As Google is increasingly focusing on the user experience, how your website looks and performs is becoming all the more important. In this article, we take you through the top web design aspects that will have an impact on your website performance across search engines.
From a technical perspective, a responsive website directly correlates to better search engine rankings for your website. Google wants to reward its website visitors by providing them with the best possible website experiences when clicking through their search results.
Google made responsive web design a ranking factor all the way back in 2015. In fact, the search engine giant also introduced mobile-first indexing in 2017, meaning that Google predominantly uses the mobile version of your website when indexing and ranking it.
More than 50% of all sites on the web have not caught onto the importance of responsive (aka. mobile-friendly) design. If you’re one of those 50% then there is a strong possibility that you’re deterring visitors due to the user experience you present them with.

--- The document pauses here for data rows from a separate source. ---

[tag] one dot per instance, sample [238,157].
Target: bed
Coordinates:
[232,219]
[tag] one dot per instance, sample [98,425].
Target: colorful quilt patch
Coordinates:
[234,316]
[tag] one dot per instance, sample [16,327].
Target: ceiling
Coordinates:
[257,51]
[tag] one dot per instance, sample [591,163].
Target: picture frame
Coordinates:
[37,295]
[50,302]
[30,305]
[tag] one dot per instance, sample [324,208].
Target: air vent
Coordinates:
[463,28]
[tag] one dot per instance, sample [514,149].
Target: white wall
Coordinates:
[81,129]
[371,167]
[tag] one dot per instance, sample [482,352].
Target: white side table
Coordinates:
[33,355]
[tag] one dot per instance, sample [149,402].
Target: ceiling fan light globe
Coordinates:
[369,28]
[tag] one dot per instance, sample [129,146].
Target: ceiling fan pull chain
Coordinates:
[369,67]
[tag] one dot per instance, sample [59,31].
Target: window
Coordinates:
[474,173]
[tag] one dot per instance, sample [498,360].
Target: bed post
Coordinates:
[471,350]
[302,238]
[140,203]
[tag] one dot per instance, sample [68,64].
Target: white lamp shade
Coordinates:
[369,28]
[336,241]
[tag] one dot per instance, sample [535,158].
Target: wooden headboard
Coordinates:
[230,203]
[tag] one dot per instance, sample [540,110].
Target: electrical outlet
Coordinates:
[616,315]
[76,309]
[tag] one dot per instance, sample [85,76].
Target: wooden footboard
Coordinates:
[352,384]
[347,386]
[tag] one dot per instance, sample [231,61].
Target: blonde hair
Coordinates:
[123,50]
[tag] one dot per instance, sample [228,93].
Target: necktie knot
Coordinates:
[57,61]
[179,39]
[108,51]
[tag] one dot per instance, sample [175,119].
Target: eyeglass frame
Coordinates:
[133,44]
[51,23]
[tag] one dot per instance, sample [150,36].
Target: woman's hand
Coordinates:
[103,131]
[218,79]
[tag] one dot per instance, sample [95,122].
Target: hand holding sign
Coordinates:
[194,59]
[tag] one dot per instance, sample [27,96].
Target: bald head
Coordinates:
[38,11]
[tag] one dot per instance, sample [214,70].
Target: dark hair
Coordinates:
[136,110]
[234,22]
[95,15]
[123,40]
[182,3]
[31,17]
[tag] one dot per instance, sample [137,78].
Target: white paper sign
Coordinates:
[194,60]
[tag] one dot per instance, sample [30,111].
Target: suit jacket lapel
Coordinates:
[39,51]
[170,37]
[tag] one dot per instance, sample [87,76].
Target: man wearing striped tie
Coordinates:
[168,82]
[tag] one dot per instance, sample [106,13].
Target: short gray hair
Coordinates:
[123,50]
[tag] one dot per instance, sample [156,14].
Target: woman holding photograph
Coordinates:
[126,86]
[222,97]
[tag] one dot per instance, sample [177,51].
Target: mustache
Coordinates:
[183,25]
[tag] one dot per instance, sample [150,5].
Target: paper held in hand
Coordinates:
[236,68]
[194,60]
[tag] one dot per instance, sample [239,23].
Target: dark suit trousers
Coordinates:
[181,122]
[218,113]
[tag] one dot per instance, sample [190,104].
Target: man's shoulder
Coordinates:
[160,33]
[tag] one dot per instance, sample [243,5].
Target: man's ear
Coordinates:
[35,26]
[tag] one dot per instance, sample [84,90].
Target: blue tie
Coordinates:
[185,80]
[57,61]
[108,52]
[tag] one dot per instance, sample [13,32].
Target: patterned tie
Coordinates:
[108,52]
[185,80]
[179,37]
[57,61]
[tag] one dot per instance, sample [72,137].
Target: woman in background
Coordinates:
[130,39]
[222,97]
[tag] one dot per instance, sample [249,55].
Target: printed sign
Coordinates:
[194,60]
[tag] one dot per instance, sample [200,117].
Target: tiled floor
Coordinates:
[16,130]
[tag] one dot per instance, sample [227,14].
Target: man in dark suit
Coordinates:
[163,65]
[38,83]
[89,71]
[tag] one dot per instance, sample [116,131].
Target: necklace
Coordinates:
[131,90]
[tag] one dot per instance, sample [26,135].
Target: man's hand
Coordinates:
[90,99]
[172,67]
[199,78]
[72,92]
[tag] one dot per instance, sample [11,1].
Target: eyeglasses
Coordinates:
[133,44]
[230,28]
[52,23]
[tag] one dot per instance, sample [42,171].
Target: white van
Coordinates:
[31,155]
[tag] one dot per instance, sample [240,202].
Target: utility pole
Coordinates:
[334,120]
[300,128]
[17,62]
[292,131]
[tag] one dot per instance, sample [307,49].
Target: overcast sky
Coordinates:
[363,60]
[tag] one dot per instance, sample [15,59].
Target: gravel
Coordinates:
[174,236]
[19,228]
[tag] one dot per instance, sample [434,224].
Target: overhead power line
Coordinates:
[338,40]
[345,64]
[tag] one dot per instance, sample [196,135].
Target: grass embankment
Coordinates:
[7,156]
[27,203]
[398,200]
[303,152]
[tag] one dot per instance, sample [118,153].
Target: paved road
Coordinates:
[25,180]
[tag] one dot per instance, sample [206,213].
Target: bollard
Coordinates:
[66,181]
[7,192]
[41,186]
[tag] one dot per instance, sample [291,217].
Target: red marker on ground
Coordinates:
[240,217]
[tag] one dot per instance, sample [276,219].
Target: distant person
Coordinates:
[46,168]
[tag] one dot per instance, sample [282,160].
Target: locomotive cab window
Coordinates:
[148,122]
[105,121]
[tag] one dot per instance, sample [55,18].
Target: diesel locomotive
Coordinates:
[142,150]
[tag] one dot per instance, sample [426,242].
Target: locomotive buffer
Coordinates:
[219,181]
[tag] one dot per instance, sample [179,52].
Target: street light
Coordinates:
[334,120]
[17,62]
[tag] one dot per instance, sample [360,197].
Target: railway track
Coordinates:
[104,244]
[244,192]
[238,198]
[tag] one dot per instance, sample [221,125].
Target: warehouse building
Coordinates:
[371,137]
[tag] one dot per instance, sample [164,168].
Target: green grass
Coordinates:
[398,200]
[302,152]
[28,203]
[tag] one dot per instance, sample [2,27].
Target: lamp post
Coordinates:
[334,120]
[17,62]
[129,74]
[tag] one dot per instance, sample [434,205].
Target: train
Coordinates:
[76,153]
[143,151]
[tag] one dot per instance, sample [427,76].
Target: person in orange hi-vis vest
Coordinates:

The more users you deter, the less sales you make. In Google’s eyes, this signals that your website is not rewarding its users with the quality experience that Google is known for. As a result, the search engine won’t view your site favourably.
Whether you look at it from the user’s or Google’s perspective, website speed is of the utmost importance. More than ever, users are expecting things on demand. Google has caught onto this and now demands that websites are as fast as possible.
If you use your website to drive business revenue then this is of particular importance to you. In fact, Amazon come out and said that a page load slowdown of 1 second could cost the company as much as $1.6 billion per year in lost sales.
This is simply because users will outright leave a website that is loading too slowly. Google has noted that this is a major user experience issue and thus looks more favourable on sites that load quicker.
Sitemaps are quite a technical thing, but they typically stem from your websites design and structure. In essence, sitemaps help search engines navigate your website easier, thus allowing them to get a better understanding of what the content is about.
In terms of design, your website will have various pages/sub-pages or categories/subcategories, which will often represent a logical flow of the services you offer. For example, on our website the structure is as follows: Homepage > Services > Web (category) > Web design & development (sub-category)
Based on this website structure, we build a sitemap – a text file – which then relays this website structure in Google, helping pages rank in the search engine results.